The event was organised by Te Papa Hauora/Christchurch Health Precinct, which is a collection of key organisations involved in health research, education and innovation in the city. The University of Otago is a founding partner.
Dean of the University of Otago, Christchurch, and infectious disease specialist Professor David Murdoch led a panel of experts who discussed the emerging global threat, then answered questions from an audience of more than 150 Cantabrians. Dr Ben Hudson, head of the Christchurch campus’ Department of General Practice, was also a panellist.

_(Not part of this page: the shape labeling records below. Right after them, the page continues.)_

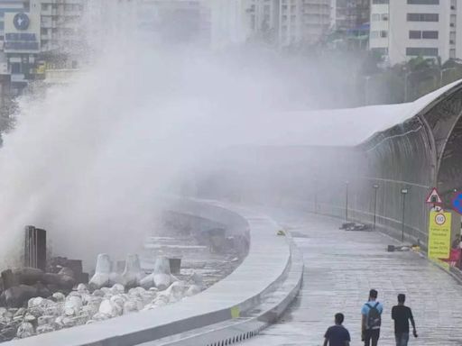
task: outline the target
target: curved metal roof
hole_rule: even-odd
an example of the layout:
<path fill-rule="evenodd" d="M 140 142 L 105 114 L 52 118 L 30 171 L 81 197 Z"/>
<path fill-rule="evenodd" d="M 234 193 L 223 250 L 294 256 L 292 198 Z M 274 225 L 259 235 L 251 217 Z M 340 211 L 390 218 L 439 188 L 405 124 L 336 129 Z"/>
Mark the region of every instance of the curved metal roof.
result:
<path fill-rule="evenodd" d="M 264 145 L 356 146 L 415 117 L 462 86 L 462 80 L 407 104 L 264 114 L 257 142 Z M 249 123 L 249 126 L 253 127 Z M 253 129 L 254 131 L 255 129 Z"/>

Professor Murdoch said the audience wanted clear scientific information on the virus and how it might affect their families/whānau. They were told individuals could make a difference by following simple but proven methods of limiting disease spread. These were practising good hand hygiene and cough etiquette, and following instructions from the Government and health authorities if asked to do things such as self-isolating or staying away from gatherings, he said.
"There is no need to panic; there is reason for concern and to take it seriously, but we’ll get through it, we’ll manage it."
“The collective result of individuals each playing their part could make a big difference to the spread of COVID-19.”
Professor Murdoch and the other experts encouraged the audience to try not to panic about the virus.
“There is no need to panic; there is reason for concern and to take it seriously, but we’ll get through it, we’ll manage it.”
There was a genuine spirit of cooperation apparent within the global scientific community at present, and the overall outlook for New Zealand residents seems hopeful, he said.
During the event, Professor Murdoch said it was important the public understood institutions with expertise relevant to COVID-19 here and overseas were working together, and had been for a long time, to prepare for such a scenario.
“The level of preparedness demonstrated by New Zealand’s government including border control, as well as that of the health professions, has been robust and proactive, with planning well advanced for situations ranging from pandemic through to merely a small increase in New Zealand cases,’’ Professor Murdoch said.
“Coordination of effort is really important in ensuring that community trust in the health system remains high. If you lose that trust when you’re wanting to get a community response, you’re in a bad way. So that was a major motivation for the Te Papa Hauora evening - getting people to have a little trust that there are well-connected people around the world, all aligning their activities with the best practice.”